AI data retention and tenant isolation
# AI data retention and tenant isolation
Evidence that retrieval indices, embeddings, prompt logs, and other AI-derived data are partitioned per-tenant and retained per customer-DPA terms.
Evidence to keep here
- Tenant-isolation policy — how each tenant's data is partitioned in the AI stack.
- Retention policy — what's kept, for how long, and where.
- DPA alignment doc — mapping of contract terms to actual retention windows.
Tenant-isolation policy
For each AI-derived data store, document:
Vector / retrieval index
| Tenant model | How |
|---|---|
| Index-per-tenant | Separate Pinecone index / Weaviate class / pgvector schema per tenant. Strongest isolation. |
| Namespace-per-tenant | Single index with tenant-scoped namespaces / metadata filters. Simpler ops; weaker isolation; the query must enforce the namespace at the application layer. |
| Multi-tenant with filter | Single index, filter at query. Lowest isolation; requires bulletproof filter logic + regular testing. |
Evidence: the actual configuration plus a test that proves cross-tenant queries return zero results.
Embedding cache
If you cache embeddings to reduce model spend, keep per-tenant caches. A cross-tenant cache can leak content shape.
Conversation / session history
Stored where? With what tenant scoping? Retention window?
Retention policy
| Data | Retention | Justification |
|---|---|---|
| Inference request logs (metadata) | 365 days | Operational + audit |
| Sampled inference content | 30 days | Quality + safety review |
| Flagged-for-review content | 90 days | Active incident investigation |
| Vector / RAG index | Indefinite (tied to product use) | Functional |
| Conversation history | Per customer setting (default 30 days) | Product UX + privacy |
DPA alignment
For each enterprise customer with a custom DPA, file a one-page crosswalk:
# DPA crosswalk — {{Customer name}} — signed 2026-MM-DD
| DPA term | Our default | Honored by |
| ---------------------------- | ---------------- | ---------------------------------------------------------- |
| Logs retention ≤ 30 days | 365 days default | Shortened to 30d for this tenant via per-tenant log policy |
| No training on customer data | Same | We don't train on customer data org-wide |
| Data residency: EU | Multi-region | Routed to EU-only region for this tenant |
| Right to delete: 7-day SLA | N/A default | Manual process documented in `delete-runbook.md` |
How to gather the evidence
- Vector store config: export from Pinecone / Weaviate / pgvector showing the partitioning model.
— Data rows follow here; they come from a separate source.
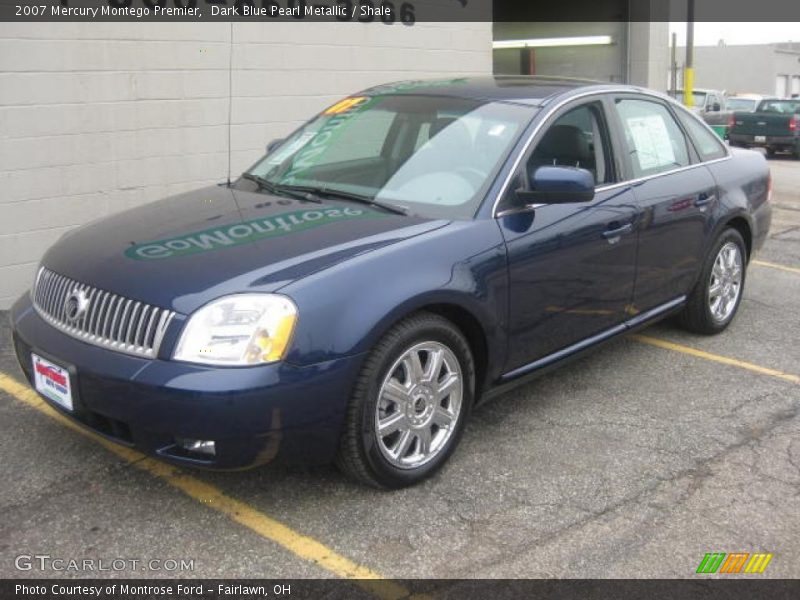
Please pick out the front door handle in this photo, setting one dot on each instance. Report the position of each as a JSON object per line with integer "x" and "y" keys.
{"x": 609, "y": 234}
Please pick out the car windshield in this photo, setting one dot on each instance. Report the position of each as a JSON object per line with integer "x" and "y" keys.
{"x": 435, "y": 156}
{"x": 744, "y": 104}
{"x": 784, "y": 107}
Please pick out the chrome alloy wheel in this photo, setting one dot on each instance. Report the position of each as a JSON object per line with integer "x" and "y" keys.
{"x": 725, "y": 283}
{"x": 418, "y": 405}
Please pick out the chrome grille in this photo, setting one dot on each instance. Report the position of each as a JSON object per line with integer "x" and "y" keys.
{"x": 111, "y": 321}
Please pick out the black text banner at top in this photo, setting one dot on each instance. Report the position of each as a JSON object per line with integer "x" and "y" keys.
{"x": 397, "y": 12}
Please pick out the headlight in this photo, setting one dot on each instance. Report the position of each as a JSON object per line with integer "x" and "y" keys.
{"x": 237, "y": 330}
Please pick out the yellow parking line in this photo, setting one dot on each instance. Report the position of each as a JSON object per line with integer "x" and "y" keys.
{"x": 298, "y": 544}
{"x": 763, "y": 263}
{"x": 734, "y": 362}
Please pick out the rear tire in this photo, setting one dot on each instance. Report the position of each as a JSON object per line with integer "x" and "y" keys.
{"x": 409, "y": 404}
{"x": 713, "y": 303}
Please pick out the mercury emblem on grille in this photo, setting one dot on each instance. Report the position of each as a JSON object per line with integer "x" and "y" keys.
{"x": 75, "y": 305}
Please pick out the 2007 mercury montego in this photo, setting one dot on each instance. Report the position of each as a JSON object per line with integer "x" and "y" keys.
{"x": 412, "y": 250}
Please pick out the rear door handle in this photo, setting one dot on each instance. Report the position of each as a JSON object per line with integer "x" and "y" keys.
{"x": 704, "y": 199}
{"x": 618, "y": 231}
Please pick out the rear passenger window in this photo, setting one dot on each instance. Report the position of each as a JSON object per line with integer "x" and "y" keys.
{"x": 708, "y": 145}
{"x": 655, "y": 141}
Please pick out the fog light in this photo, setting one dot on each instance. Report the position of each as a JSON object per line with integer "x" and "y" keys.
{"x": 206, "y": 447}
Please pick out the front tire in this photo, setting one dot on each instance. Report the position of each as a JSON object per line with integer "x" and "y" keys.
{"x": 409, "y": 404}
{"x": 715, "y": 299}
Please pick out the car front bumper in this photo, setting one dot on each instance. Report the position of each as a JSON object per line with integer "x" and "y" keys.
{"x": 253, "y": 414}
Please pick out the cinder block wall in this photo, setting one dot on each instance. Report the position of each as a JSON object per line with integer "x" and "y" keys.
{"x": 98, "y": 117}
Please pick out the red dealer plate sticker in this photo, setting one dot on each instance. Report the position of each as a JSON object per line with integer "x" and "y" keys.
{"x": 52, "y": 381}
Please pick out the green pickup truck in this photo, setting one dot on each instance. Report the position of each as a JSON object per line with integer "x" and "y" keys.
{"x": 775, "y": 126}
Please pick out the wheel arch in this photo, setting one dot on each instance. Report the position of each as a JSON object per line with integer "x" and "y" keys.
{"x": 464, "y": 318}
{"x": 742, "y": 225}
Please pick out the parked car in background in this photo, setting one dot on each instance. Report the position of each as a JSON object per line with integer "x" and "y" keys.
{"x": 410, "y": 251}
{"x": 746, "y": 102}
{"x": 774, "y": 126}
{"x": 711, "y": 106}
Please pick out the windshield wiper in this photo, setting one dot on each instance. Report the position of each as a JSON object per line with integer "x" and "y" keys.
{"x": 284, "y": 190}
{"x": 342, "y": 195}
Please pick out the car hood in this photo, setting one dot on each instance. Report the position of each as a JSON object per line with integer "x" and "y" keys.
{"x": 184, "y": 251}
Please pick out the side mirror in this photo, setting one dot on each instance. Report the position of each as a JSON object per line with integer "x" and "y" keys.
{"x": 558, "y": 185}
{"x": 274, "y": 144}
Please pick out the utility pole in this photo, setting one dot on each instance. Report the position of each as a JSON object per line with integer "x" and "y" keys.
{"x": 688, "y": 70}
{"x": 673, "y": 66}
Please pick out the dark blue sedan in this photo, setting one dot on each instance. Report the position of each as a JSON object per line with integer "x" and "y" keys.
{"x": 409, "y": 252}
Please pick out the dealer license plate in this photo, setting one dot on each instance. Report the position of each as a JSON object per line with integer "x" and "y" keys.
{"x": 52, "y": 381}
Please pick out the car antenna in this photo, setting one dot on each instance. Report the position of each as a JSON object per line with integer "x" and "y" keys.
{"x": 230, "y": 99}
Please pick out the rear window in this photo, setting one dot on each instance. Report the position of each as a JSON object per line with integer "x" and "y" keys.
{"x": 781, "y": 107}
{"x": 706, "y": 142}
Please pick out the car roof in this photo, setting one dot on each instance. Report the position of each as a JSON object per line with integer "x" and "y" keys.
{"x": 530, "y": 90}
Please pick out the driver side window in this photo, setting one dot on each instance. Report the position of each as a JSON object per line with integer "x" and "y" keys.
{"x": 578, "y": 138}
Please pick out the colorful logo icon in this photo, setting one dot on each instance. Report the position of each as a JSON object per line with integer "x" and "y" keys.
{"x": 734, "y": 562}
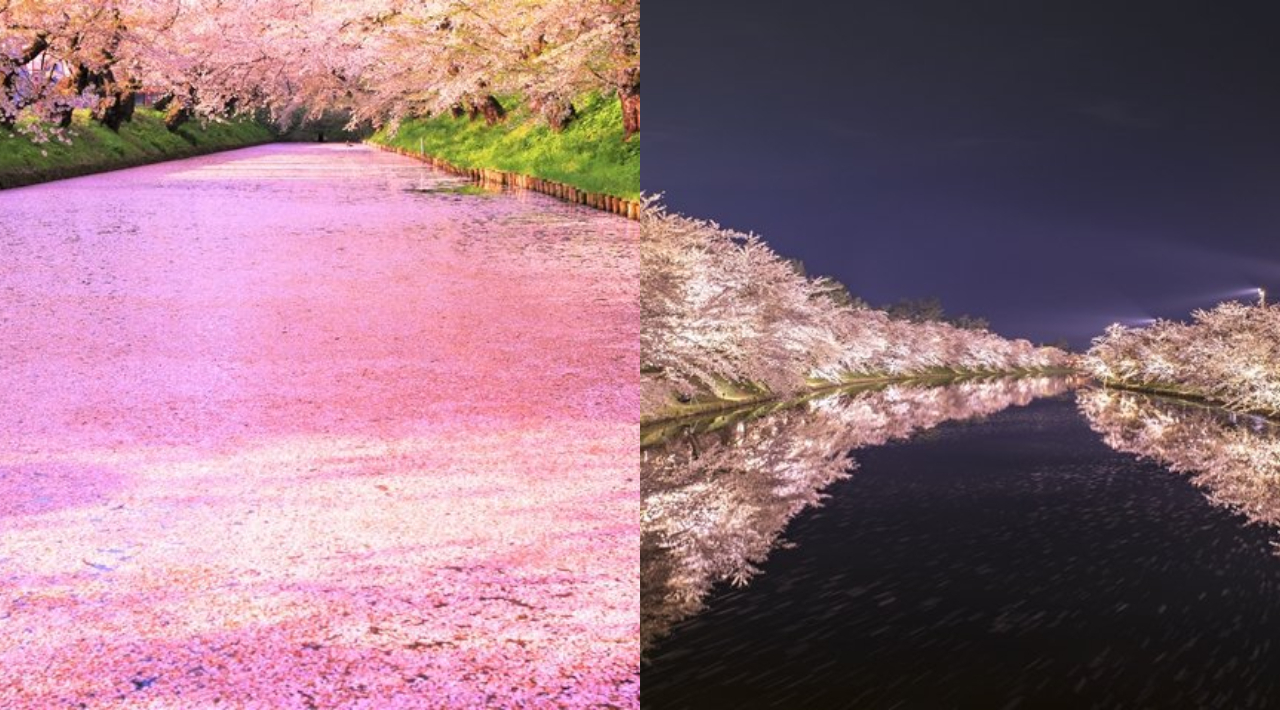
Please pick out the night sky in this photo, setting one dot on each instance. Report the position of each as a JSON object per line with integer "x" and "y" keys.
{"x": 1050, "y": 166}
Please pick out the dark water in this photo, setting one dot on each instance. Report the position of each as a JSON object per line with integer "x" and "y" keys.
{"x": 1087, "y": 550}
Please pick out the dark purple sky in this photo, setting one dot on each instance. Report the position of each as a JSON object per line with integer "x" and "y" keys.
{"x": 1050, "y": 166}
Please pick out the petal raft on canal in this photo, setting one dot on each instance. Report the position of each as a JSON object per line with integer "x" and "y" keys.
{"x": 310, "y": 426}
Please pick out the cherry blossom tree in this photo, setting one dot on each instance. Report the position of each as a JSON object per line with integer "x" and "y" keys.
{"x": 1229, "y": 353}
{"x": 714, "y": 504}
{"x": 380, "y": 60}
{"x": 722, "y": 312}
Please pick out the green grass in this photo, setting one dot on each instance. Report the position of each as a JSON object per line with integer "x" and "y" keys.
{"x": 589, "y": 154}
{"x": 95, "y": 149}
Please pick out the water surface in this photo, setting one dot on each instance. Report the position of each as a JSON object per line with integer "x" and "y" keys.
{"x": 1091, "y": 549}
{"x": 304, "y": 426}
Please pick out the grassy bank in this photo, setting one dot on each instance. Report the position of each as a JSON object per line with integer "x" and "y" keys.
{"x": 95, "y": 149}
{"x": 589, "y": 154}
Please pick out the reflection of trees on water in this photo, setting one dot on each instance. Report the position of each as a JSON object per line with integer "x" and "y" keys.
{"x": 1233, "y": 458}
{"x": 716, "y": 503}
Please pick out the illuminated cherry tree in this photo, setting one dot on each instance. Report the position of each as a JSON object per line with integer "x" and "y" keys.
{"x": 714, "y": 504}
{"x": 722, "y": 311}
{"x": 1229, "y": 353}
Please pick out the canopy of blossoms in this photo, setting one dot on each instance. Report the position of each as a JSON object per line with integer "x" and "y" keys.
{"x": 378, "y": 59}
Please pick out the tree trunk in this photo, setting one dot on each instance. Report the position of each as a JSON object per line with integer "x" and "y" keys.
{"x": 629, "y": 96}
{"x": 10, "y": 73}
{"x": 558, "y": 114}
{"x": 177, "y": 115}
{"x": 492, "y": 110}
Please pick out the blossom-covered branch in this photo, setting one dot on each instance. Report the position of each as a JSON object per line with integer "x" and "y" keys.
{"x": 380, "y": 60}
{"x": 1229, "y": 355}
{"x": 720, "y": 307}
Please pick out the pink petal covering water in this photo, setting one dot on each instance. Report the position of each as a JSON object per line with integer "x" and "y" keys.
{"x": 297, "y": 426}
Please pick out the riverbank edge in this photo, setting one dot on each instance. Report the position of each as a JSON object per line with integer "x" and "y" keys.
{"x": 721, "y": 406}
{"x": 14, "y": 179}
{"x": 1164, "y": 389}
{"x": 489, "y": 177}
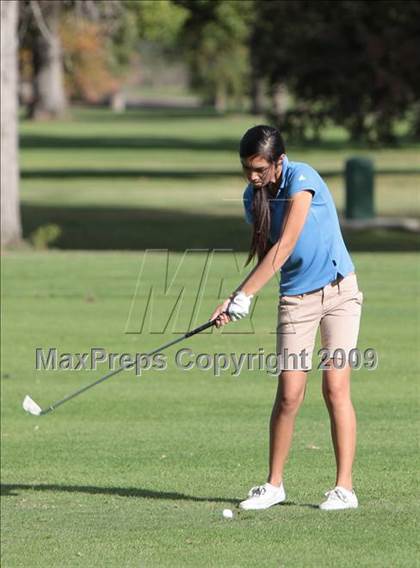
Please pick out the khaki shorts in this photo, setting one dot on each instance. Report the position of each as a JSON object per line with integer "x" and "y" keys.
{"x": 336, "y": 309}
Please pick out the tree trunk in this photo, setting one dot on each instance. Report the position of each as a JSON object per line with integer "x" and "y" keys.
{"x": 279, "y": 100}
{"x": 220, "y": 102}
{"x": 11, "y": 231}
{"x": 49, "y": 95}
{"x": 257, "y": 95}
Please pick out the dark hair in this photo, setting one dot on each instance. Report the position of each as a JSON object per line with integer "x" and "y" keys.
{"x": 266, "y": 142}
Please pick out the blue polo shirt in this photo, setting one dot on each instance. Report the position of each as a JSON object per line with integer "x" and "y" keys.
{"x": 320, "y": 254}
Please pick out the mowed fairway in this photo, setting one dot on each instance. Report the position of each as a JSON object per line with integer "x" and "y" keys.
{"x": 137, "y": 471}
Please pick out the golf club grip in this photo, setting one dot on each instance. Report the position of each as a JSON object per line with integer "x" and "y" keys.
{"x": 201, "y": 328}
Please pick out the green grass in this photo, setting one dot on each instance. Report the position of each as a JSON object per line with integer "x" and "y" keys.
{"x": 137, "y": 471}
{"x": 102, "y": 176}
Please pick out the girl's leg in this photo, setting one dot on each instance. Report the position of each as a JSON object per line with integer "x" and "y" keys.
{"x": 290, "y": 394}
{"x": 336, "y": 392}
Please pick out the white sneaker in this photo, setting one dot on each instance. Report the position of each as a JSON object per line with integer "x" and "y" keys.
{"x": 263, "y": 497}
{"x": 339, "y": 498}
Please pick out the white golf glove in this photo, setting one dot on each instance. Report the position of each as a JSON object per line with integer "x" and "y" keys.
{"x": 239, "y": 306}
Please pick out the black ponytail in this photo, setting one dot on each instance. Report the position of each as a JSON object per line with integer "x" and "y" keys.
{"x": 266, "y": 142}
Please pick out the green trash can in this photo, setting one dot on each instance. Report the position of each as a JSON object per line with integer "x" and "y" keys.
{"x": 359, "y": 188}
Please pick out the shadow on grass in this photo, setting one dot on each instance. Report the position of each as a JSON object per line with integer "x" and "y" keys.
{"x": 10, "y": 490}
{"x": 47, "y": 141}
{"x": 223, "y": 144}
{"x": 127, "y": 173}
{"x": 106, "y": 228}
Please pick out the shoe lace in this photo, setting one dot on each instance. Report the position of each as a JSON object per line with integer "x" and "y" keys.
{"x": 257, "y": 491}
{"x": 336, "y": 494}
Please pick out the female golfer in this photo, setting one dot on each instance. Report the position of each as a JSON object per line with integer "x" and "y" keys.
{"x": 296, "y": 231}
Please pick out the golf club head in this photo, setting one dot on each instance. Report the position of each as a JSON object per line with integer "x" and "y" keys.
{"x": 31, "y": 406}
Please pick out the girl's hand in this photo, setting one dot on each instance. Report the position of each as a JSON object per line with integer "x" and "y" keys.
{"x": 233, "y": 309}
{"x": 219, "y": 313}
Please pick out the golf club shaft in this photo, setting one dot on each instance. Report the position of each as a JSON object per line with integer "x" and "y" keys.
{"x": 124, "y": 367}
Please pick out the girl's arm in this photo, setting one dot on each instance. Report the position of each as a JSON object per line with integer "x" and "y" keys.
{"x": 295, "y": 218}
{"x": 278, "y": 254}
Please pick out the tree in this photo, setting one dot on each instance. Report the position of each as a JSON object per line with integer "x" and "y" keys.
{"x": 49, "y": 98}
{"x": 11, "y": 231}
{"x": 354, "y": 63}
{"x": 215, "y": 36}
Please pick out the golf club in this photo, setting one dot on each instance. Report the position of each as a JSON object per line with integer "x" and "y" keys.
{"x": 30, "y": 406}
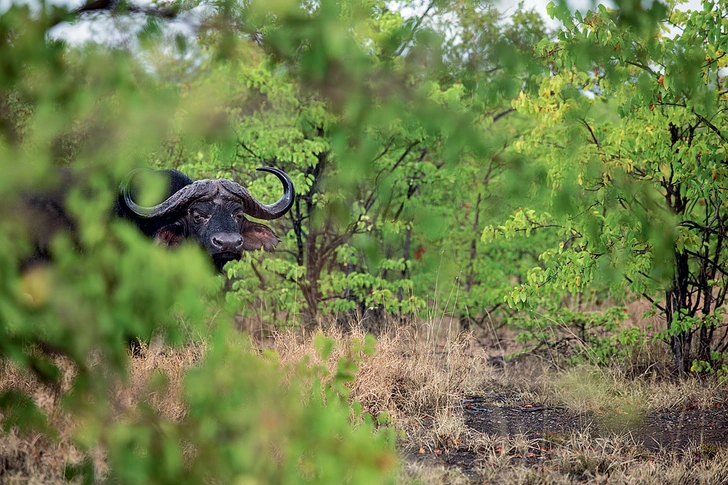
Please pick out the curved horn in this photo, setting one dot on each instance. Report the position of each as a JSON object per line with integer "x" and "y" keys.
{"x": 262, "y": 211}
{"x": 176, "y": 201}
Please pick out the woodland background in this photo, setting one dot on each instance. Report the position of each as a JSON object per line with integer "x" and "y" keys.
{"x": 449, "y": 161}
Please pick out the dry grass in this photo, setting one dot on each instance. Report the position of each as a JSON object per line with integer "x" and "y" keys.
{"x": 417, "y": 381}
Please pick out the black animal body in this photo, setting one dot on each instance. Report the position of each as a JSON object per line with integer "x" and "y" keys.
{"x": 212, "y": 212}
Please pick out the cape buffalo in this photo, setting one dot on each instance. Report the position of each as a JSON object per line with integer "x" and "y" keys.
{"x": 212, "y": 212}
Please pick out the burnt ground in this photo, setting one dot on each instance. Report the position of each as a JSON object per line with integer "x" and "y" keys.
{"x": 504, "y": 415}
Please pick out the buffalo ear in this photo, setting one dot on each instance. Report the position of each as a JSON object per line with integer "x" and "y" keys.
{"x": 170, "y": 235}
{"x": 256, "y": 236}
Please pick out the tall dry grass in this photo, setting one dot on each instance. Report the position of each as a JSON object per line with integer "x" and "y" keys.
{"x": 416, "y": 382}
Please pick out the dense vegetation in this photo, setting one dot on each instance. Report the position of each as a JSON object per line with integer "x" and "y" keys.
{"x": 446, "y": 158}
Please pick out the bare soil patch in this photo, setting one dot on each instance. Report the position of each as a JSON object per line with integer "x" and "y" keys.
{"x": 533, "y": 434}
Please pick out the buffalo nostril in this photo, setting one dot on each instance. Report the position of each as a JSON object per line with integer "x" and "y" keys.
{"x": 227, "y": 242}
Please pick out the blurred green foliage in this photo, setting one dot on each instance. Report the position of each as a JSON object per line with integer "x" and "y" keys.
{"x": 447, "y": 158}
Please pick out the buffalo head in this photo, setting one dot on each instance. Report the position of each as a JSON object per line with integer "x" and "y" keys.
{"x": 213, "y": 212}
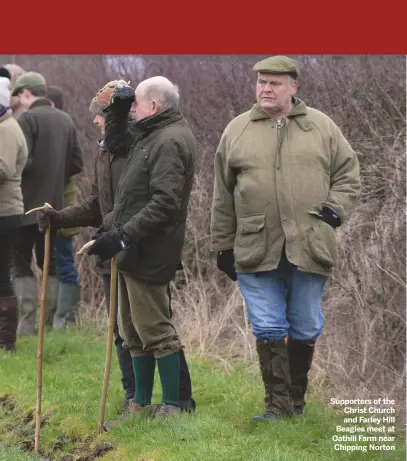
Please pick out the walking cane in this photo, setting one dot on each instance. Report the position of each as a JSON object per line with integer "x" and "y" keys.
{"x": 41, "y": 328}
{"x": 112, "y": 317}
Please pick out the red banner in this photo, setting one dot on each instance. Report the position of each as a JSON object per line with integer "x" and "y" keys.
{"x": 211, "y": 27}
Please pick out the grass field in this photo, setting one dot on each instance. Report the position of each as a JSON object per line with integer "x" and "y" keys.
{"x": 227, "y": 396}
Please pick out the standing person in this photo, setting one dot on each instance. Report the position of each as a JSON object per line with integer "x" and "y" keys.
{"x": 15, "y": 72}
{"x": 96, "y": 211}
{"x": 13, "y": 155}
{"x": 150, "y": 213}
{"x": 285, "y": 179}
{"x": 69, "y": 290}
{"x": 54, "y": 155}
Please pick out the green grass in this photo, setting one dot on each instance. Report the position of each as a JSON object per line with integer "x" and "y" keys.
{"x": 221, "y": 429}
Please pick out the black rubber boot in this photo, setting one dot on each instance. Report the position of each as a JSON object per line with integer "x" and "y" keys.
{"x": 274, "y": 367}
{"x": 300, "y": 355}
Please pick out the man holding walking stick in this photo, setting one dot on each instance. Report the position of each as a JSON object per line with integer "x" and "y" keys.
{"x": 97, "y": 211}
{"x": 150, "y": 214}
{"x": 54, "y": 156}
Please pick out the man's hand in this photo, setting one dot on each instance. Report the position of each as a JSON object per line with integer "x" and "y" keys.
{"x": 329, "y": 216}
{"x": 108, "y": 245}
{"x": 48, "y": 217}
{"x": 226, "y": 263}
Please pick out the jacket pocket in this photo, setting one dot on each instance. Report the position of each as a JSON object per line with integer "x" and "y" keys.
{"x": 251, "y": 241}
{"x": 322, "y": 244}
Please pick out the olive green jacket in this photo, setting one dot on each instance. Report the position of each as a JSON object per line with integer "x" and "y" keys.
{"x": 272, "y": 179}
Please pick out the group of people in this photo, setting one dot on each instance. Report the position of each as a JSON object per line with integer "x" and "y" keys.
{"x": 40, "y": 157}
{"x": 285, "y": 179}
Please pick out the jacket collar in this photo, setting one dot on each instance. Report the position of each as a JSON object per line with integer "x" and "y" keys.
{"x": 299, "y": 113}
{"x": 159, "y": 120}
{"x": 40, "y": 102}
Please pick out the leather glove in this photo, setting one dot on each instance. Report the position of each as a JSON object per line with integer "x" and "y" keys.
{"x": 330, "y": 216}
{"x": 49, "y": 218}
{"x": 226, "y": 263}
{"x": 107, "y": 245}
- Negative test: pick two tenants A and B; query A's namespace with B's tenant ID and verify zero results.
- DPA crosswalks: one per enterprise customer with custom terms.
Sample answer for the questionnaire
Per-tenant data in our AI stack is partitioned via {{model: namespace / separate index / filter}}. Inference request metadata is retained 365 days; sampled content is retained 30 days; flagged-for-review content is retained 90 days with security-team-only access. We do not use customer data to train or fine-tune base models. Retention is aligned to customer DPA terms — stricter customer terms override our defaults. See
data-retention.md.
Example filenames
vector-store-tenant-isolation-2026-05-15.md
ai-retention-policy-2026.md
dpa-crosswalk-customer-acme-2026-03-15.md
Refresh
Policy: annually. Tenant-isolation test: quarterly. DPA crosswalks: per signed contract.